1 giugno 2018



La timidezza è una forma di disagio sociale di natura cognitiva che si manifesta nell’interazione interpersonale e che è caratterizzata dal sentimento di paura principalmente rivolta alle conseguenze di un giudizio degli altri negativo.

Le cause della timidezza sono più d'una. A quella (o quelle) originarie vanno sommandosi altre nel corso del tempo, ciascuna generata da quelle precedenti. Si tenga conto che a ogni reazione a stimolo corrispondono delle conseguenze, quindi hanno delle implicazioni. Si tratta di processi che si auto alimentano e auto complicano perché le conseguenze sono, a loro volta, causa di altri problemi.

Alessio Serpetti -OLTRE GLI SPAZI ESISTENZIALI
Il fattore causale originario della timidezza è il sistema cognitivo riferito alle definizioni del sé, del sé-con gli altri e degli altri (anche intensi come insieme sociale).

In particolare tali definizioni sono modelli interpretativi e descrittivi della realtà, credenze incentrate sui temi della capacità a far fronte agli eventi con efficacia, abilità nel fronteggiare il mondo relazionale, amabilità e attraibilità come persona, sanità biologica.

Il problema sorge quando queste credenze piuttosto che essere interpretazioni della realtà oggettiva, sono descrizioni di un mondo ed esperienze vissute emotivamente.

In pratica, la percezione dell’esperienza vissuta, soprattutto nei primi anni di vita e in relazione al tipo di interazione avuta con le figure accudenti (caregiver), determina il modo con cui l’essere umano, prendendo coscienza del sé, gli conferisce sensi, significati, valori e caratteristiche.

Nel momento in cui, nel sistema cognitivo della persona timida, sono andate formandosi credenze negative sul sé o sul sé-con gli altri, ogni qual volta che si troverà a dover valutare una situazione da fronteggiare, partirà dal presupposto di essere inadeguata per quel tipo di esperienza. Ciò perché in memoria, quando il soggetto timido attinge informazioni su sé stesso, per valutare se ha le giuste prerogative, vi trova dati negativi.
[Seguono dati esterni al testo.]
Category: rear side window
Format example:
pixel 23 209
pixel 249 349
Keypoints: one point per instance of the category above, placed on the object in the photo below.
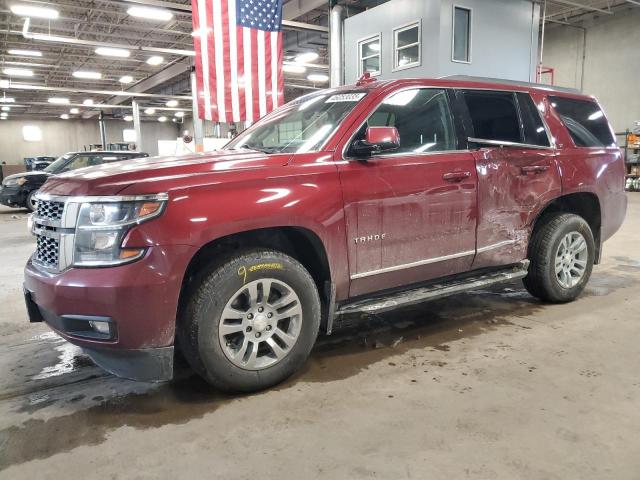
pixel 533 128
pixel 494 115
pixel 585 121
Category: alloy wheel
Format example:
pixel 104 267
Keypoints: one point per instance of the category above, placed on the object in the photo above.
pixel 260 324
pixel 571 259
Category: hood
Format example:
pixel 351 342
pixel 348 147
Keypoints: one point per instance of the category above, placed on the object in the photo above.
pixel 153 173
pixel 30 176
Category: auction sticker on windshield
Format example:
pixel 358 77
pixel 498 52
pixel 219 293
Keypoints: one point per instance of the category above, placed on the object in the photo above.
pixel 345 97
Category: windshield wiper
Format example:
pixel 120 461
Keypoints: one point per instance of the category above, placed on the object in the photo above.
pixel 266 150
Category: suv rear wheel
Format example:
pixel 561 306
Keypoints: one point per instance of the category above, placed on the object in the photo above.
pixel 251 322
pixel 561 252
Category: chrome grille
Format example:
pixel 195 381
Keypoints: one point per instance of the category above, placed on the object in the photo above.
pixel 49 209
pixel 47 251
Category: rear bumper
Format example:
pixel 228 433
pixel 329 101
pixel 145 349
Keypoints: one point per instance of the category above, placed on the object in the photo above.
pixel 12 197
pixel 138 301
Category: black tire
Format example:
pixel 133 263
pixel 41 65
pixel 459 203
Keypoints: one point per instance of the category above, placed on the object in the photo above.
pixel 201 317
pixel 29 203
pixel 542 281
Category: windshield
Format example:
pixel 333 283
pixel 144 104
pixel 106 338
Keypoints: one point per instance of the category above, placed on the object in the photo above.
pixel 300 126
pixel 58 164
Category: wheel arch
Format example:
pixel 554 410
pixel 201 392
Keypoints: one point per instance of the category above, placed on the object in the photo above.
pixel 585 204
pixel 298 242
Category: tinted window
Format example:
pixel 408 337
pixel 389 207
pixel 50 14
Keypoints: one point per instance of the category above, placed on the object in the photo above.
pixel 585 121
pixel 422 117
pixel 534 131
pixel 494 116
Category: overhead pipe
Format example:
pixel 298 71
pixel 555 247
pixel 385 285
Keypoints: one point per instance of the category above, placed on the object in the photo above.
pixel 122 93
pixel 74 41
pixel 336 46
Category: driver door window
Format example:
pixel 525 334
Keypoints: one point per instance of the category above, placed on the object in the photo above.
pixel 421 116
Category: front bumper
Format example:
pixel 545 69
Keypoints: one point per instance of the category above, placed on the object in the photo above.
pixel 139 300
pixel 12 197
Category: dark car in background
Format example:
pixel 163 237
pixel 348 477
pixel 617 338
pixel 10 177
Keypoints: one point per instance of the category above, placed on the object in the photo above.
pixel 18 190
pixel 38 163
Le prime conseguenze cominciano proprio a partire da questo punto. Valutandosi inadeguato, l’individuo timido è indotto a fare analisi previsionali riguardanti il proprio operato improntate all’insuccesso.
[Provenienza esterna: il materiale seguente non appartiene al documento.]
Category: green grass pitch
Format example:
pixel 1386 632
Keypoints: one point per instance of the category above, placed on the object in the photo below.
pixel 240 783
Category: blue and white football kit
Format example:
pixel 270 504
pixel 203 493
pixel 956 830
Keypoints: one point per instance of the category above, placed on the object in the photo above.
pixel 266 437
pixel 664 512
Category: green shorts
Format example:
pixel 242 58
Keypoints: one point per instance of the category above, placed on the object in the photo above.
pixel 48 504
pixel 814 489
Ritenendo di andare incontro a un insuccesso le sue decisioni sono di due tipi, l’evitamento e la cosiddetta “fuga in avanti”. 

L’evitamento viene attuato con diverse strategie: evitare la situazione, l’estraniazione, l’appartarsi, fare scene mute nelle conversazioni, in pratica, l’attuazione di tutti quei comportamenti che impediscono la partecipazione all’evento temuto. 
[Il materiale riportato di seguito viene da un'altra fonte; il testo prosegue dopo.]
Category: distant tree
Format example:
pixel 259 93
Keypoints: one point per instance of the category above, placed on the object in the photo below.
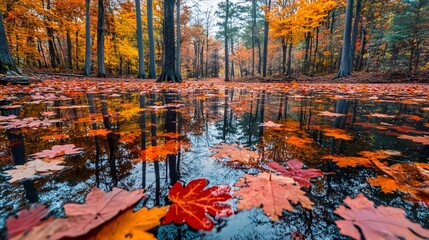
pixel 346 63
pixel 168 69
pixel 87 68
pixel 152 72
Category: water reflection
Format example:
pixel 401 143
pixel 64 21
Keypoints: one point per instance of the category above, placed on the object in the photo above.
pixel 135 122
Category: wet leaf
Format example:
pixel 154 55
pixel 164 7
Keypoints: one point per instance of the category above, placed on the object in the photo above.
pixel 131 225
pixel 274 193
pixel 295 171
pixel 382 222
pixel 99 207
pixel 192 204
pixel 26 220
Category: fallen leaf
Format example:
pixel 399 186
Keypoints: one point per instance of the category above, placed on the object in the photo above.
pixel 270 191
pixel 26 220
pixel 270 124
pixel 99 132
pixel 57 151
pixel 131 225
pixel 98 208
pixel 295 171
pixel 376 223
pixel 191 204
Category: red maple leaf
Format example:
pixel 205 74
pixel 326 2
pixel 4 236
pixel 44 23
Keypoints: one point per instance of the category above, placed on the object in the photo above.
pixel 26 220
pixel 191 204
pixel 295 171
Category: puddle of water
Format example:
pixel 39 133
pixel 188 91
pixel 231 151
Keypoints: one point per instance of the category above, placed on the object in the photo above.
pixel 113 128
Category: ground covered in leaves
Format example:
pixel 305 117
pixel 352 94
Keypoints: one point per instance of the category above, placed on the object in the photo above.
pixel 92 159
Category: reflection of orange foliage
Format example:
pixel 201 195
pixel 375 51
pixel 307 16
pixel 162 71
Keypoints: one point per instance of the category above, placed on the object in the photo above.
pixel 55 136
pixel 159 152
pixel 298 142
pixel 129 137
pixel 99 132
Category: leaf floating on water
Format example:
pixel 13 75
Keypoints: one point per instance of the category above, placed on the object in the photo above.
pixel 26 220
pixel 33 168
pixel 235 153
pixel 296 172
pixel 192 204
pixel 331 114
pixel 98 208
pixel 131 225
pixel 418 139
pixel 382 222
pixel 272 192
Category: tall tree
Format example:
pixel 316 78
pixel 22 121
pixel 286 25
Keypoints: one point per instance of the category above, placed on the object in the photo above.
pixel 226 41
pixel 6 60
pixel 87 69
pixel 152 73
pixel 345 64
pixel 101 24
pixel 141 73
pixel 178 37
pixel 168 69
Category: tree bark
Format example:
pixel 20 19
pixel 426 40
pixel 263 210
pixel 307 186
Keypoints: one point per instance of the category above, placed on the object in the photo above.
pixel 141 74
pixel 152 72
pixel 354 33
pixel 101 24
pixel 6 60
pixel 87 70
pixel 345 63
pixel 226 42
pixel 169 72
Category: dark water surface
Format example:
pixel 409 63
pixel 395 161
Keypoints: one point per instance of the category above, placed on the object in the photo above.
pixel 203 118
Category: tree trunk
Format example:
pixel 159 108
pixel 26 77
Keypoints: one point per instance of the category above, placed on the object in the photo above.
pixel 362 49
pixel 232 61
pixel 354 33
pixel 141 74
pixel 152 72
pixel 87 70
pixel 284 52
pixel 168 69
pixel 100 39
pixel 226 42
pixel 345 64
pixel 6 60
pixel 178 38
pixel 267 25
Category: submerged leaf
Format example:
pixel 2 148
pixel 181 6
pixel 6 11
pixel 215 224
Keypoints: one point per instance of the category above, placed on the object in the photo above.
pixel 270 191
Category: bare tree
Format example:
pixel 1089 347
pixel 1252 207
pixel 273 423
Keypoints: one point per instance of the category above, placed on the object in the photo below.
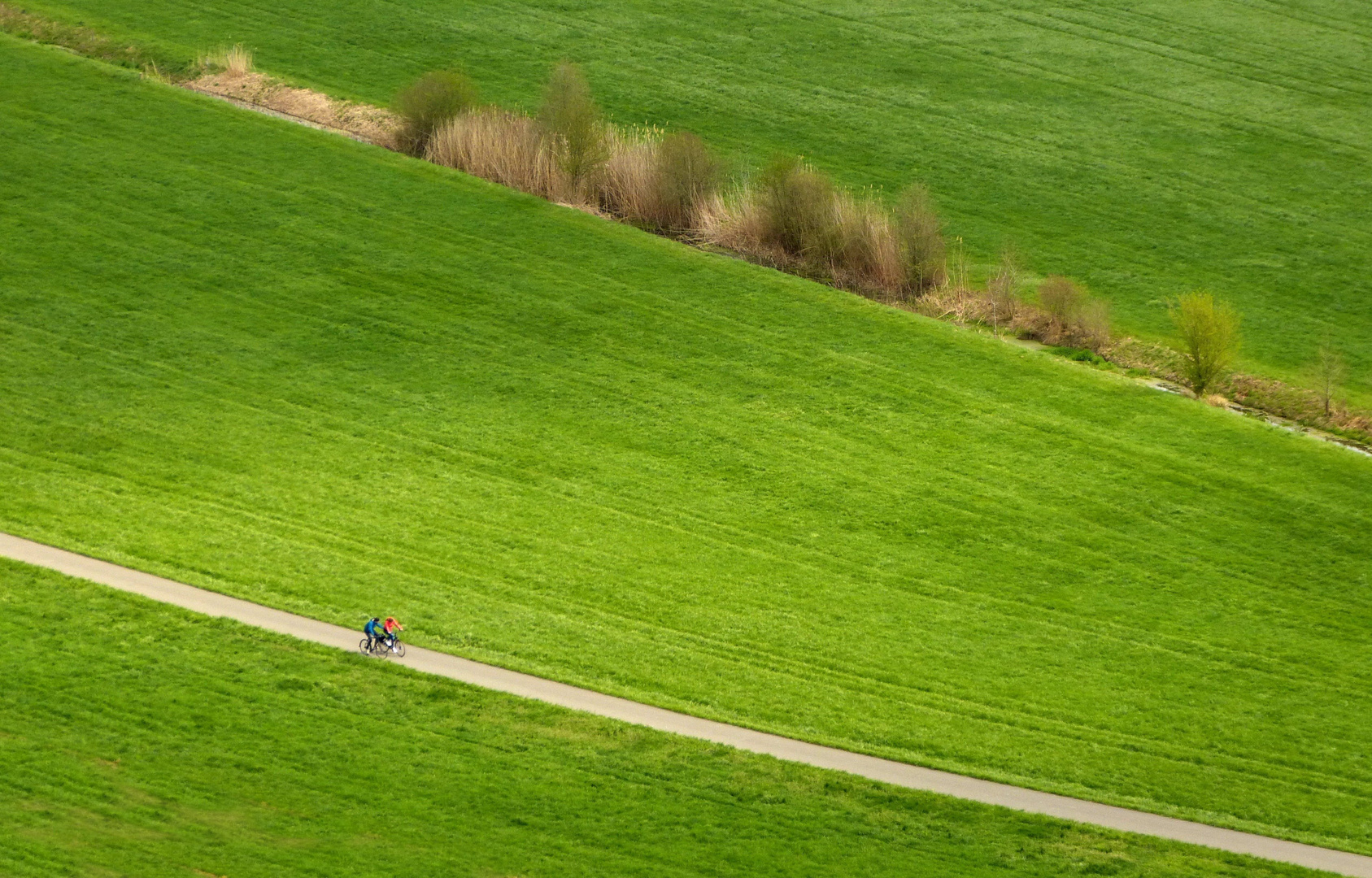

La fuga in avanti è, invece, il tentativo di partecipazione all’evento ma che si consuma sotto il potente effetto dell’inibizione ansiogena; in questo caso, le facoltà sociali possedute, quelle fisiche, quelle mnemoniche e mentali subiscono uno smacco, vengono parzialmente o totalmente inibite. In questi casi, l’ansioso sociale va incontro all’insuccesso.

Qualunque sia la scelta strategica e comportamentale posta in essere, la persona timida si ritrova con un risultato finale comunque negativo. 

L’evitamento non permette di verificare la validità delle credenze e delle previsioni negative, non consente di vivere l’esperienza, non permette l’apprendimento di nuove abilità sociali, non consente di esercitare quelle abilità che già si possiedono: l’ansioso sociale finisce col vivere l’effetto delle sue rinunce, della non vita, come un fallimento. 

La fuga in avanti, concludendosi con un insuccesso viene altresì interpretata come un fallimento. 

In ambedue i casi, si convince ancor di più che il suo percepirsi inadeguato corrisponde a una triste verità: credenze e schemi cognitivi disfunzionali vengono confermati nella loro validità e ulteriormente rinforzati.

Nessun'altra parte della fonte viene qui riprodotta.